En posant la question des droits humains, le festival – ses films et ses débats – traverse et remet en cause les politiques et les choix des Etats et des sociétés, quels qu’ils soient.
60 ans après l’atomisation d’Hiroshima et de Nagasaki, le festival organise par exemple un débat sur la responsabilité des chercheurs et l’éthique du savoir.
Une autre soirée met en lumière le sinistre quotidien des femmes d’une île au sud de l’Iran, dont la tête est enserrée d’un masque de cuir (The other side of burka). En écho, un documentaire (The other american war) montre les effets désastreux de la politique anti-avortement de l’administration Bush en Ethiopie. Washington a en effet décidé de ne plus financer les associations qui prônent le planning familial.
Les 9 jours du festival abordent également la répartition des richesses avec un documentaire suédois – Compadre – qui raconte l’histoire conflictuelle d’une amitié entre le réalisateur et une famille pauvre du Pérou, la main de fer de Pékin à l’égard des réfugiés nord-coréen (Seoul train) ou les politiques migratoires de la « Citadelle Europe», selon le titre d’un film réalisé par le Français Gilles de Maistre.
Sans oublier le terrorisme djihadiste et sa répression, les guerres sales de Tchétchénie et du Darfour, les homosexuels harcelés, les journalistes visés en Irak et ailleurs, les interventions humanitaires et leurs ambiguïtés et le conflit israélo-palestinien illustré par un documentaire de genevois Nicolas Wadimoff – L’accord – qui raconte l’histoire mouvementée de l’Initiative de Genève, et Border Project, un film réalisé par des apprentis-cinéastes israéliens.
En d’autres termes, le festival dresse un inventaire des plaies saignantes de la planète.

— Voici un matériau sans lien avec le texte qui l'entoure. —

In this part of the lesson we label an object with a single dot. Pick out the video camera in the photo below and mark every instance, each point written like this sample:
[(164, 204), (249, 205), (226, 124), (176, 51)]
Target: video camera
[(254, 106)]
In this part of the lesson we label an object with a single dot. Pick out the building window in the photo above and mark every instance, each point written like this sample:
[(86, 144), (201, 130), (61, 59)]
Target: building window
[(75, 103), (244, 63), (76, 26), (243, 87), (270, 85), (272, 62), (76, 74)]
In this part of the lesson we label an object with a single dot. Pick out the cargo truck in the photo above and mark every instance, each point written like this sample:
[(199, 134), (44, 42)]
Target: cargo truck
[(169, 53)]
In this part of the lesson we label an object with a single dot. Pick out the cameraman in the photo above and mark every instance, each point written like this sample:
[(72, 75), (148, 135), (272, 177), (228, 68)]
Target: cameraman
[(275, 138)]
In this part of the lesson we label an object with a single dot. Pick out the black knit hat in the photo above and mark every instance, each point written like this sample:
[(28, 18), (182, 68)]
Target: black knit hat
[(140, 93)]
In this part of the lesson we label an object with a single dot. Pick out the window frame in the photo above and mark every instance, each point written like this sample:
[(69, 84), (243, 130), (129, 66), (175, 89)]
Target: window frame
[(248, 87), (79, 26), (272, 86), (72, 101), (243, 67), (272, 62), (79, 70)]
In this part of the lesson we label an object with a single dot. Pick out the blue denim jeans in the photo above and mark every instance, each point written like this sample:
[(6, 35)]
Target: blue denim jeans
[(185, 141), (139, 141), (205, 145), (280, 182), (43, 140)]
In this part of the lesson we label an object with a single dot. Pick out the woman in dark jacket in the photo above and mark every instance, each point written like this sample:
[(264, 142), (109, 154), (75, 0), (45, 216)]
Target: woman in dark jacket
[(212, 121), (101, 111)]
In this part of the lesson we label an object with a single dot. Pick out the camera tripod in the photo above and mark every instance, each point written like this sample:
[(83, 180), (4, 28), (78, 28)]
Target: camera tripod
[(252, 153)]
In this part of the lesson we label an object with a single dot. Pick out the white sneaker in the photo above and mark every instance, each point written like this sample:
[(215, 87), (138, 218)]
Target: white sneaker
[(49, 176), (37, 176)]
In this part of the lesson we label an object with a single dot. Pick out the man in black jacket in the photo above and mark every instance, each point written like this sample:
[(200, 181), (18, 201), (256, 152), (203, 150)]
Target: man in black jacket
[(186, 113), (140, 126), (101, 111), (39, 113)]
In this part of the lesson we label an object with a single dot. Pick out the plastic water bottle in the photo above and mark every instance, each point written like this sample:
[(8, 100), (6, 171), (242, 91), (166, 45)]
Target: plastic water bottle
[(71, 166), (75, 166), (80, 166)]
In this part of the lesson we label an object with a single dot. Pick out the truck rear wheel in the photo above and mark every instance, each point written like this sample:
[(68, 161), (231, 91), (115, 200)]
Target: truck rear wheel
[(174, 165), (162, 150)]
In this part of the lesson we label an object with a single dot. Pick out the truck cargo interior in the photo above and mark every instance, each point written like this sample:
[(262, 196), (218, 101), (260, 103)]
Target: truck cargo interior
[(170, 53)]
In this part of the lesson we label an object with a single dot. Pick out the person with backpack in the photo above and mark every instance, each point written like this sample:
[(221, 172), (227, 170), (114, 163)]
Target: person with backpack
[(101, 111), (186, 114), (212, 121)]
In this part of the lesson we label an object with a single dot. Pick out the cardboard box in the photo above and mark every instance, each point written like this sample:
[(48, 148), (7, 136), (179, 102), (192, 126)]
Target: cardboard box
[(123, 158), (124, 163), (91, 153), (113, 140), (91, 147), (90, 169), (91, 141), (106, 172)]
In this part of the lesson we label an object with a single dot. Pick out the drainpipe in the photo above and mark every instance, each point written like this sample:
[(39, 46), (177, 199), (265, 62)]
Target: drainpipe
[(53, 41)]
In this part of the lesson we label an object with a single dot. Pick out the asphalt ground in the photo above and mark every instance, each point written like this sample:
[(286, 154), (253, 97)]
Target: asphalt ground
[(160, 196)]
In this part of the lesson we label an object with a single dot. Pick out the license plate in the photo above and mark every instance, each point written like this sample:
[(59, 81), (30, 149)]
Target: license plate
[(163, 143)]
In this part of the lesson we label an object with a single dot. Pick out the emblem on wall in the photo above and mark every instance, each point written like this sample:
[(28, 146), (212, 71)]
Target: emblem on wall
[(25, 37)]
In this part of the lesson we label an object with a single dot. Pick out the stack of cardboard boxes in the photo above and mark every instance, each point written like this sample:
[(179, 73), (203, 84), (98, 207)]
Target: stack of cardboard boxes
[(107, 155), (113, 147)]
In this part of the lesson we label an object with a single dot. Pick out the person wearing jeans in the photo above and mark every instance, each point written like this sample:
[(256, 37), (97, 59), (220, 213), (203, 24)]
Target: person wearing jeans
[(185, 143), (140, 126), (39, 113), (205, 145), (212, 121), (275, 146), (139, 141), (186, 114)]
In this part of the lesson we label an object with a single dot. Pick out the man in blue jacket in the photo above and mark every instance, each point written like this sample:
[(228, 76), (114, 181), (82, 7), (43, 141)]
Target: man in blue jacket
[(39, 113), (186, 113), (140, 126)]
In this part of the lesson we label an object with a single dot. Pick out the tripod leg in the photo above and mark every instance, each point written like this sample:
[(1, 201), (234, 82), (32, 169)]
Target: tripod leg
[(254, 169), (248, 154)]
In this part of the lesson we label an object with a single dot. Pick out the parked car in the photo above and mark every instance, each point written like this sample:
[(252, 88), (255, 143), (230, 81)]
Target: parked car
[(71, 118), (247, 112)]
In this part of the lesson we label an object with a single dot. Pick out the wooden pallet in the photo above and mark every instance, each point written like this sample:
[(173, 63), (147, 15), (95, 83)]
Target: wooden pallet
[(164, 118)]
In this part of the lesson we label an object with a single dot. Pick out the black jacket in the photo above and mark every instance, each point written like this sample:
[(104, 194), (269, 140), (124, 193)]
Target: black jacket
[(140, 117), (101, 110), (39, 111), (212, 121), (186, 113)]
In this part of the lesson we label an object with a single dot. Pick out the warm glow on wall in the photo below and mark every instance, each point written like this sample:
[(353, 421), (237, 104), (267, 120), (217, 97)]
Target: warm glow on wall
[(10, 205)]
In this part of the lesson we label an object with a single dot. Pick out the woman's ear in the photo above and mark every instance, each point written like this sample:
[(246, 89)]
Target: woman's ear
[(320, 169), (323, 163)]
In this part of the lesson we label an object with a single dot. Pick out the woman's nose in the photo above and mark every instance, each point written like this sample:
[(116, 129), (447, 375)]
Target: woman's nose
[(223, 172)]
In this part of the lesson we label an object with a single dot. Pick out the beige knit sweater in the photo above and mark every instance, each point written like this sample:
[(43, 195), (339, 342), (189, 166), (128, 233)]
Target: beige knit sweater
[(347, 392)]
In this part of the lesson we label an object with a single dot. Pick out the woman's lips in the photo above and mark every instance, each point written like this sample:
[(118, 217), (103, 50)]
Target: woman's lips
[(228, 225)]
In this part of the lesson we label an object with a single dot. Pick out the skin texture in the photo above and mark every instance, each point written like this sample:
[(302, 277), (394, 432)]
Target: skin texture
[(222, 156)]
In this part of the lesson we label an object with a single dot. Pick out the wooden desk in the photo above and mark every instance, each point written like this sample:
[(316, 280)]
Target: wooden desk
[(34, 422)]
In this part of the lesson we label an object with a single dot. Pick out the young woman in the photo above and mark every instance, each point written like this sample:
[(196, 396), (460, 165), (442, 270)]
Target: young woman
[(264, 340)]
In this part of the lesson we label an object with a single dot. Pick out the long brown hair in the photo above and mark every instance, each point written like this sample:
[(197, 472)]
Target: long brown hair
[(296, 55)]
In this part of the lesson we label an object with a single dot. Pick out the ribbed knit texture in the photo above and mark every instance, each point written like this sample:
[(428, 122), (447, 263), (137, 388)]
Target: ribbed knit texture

Et il répercute par la-même nombre des questions soulevées par la 61ème session de la Commission des droits de l’homme de l’ONU.
Un mégaphone humaniste
Cette année, le festival fait même un pas de plus en organisant les premiers «Etats généraux des droits humains de Genève». «Il s’agit de retrouver la fonction première de la commission, à savoir de permettre aux personnes victimes de violations des droits humains et à leurs défenseurs de témoigner», souligne Yaël Reinharz Hazan, l’une des organisatrices du festival.
Les deux volets des droits humains définis par l’ONU sont abordés: un débat intitulé «La réforme des Nations Unies: quelles perspectives en terme de justice sociale?» a lieu le 12 mars avec pour cadre les droits économiques et sociaux stipulés par l’ONU.
Quant aux droits de la personne et leurs multiples violations, ils font l’objet d’une table ronde, le 23 mars, réunissant une cinquantaine d’ONG.
Le festival devient ainsi le forum privilégié d’une ville – Genève – qui se veut capitale des droits de l’homme. Il répond – par le débat et l’action – aux attaques de tous bords dont ils sont la cible.
swissinfo, Frédéric Burnand à Genève
Le 3ème Festival international du film sur les droits humains se tient à Genève du 11 au 19 mars à la Maison des Arts du Grütli.
12 documentaires sont en compétition et 14 films servent de base à des débats.
Des débats alimentés par des personnalités comme l’Iranienne Shirin Ebadi, prix Nobel de la paix, Louise Harbour, haut commissaire aux droits de l’homme, l’orientaliste Gilles Keppel, Jean-Christophe Rufin, d’Action contre la faim ou la Malienne Amina Traoré, figure du Forum de Porto Alegre.
– Le festival est soutenu, entre autre, par le ministère suisse des affaires étrangères, la ville et le canton de Genève, la Francophonie et la Loterie Romande.
– Le comité de parrainage est composé de 7 personnes dont Louise Harbour, la cantatrice Barbara Hendricks, l’avocat Robert Badinter, le cinéaste Ken Loach, l’écrivain Jorge Semprun et l’ancien président du Conseil d’Etat genevois Guy-Olivier Segond.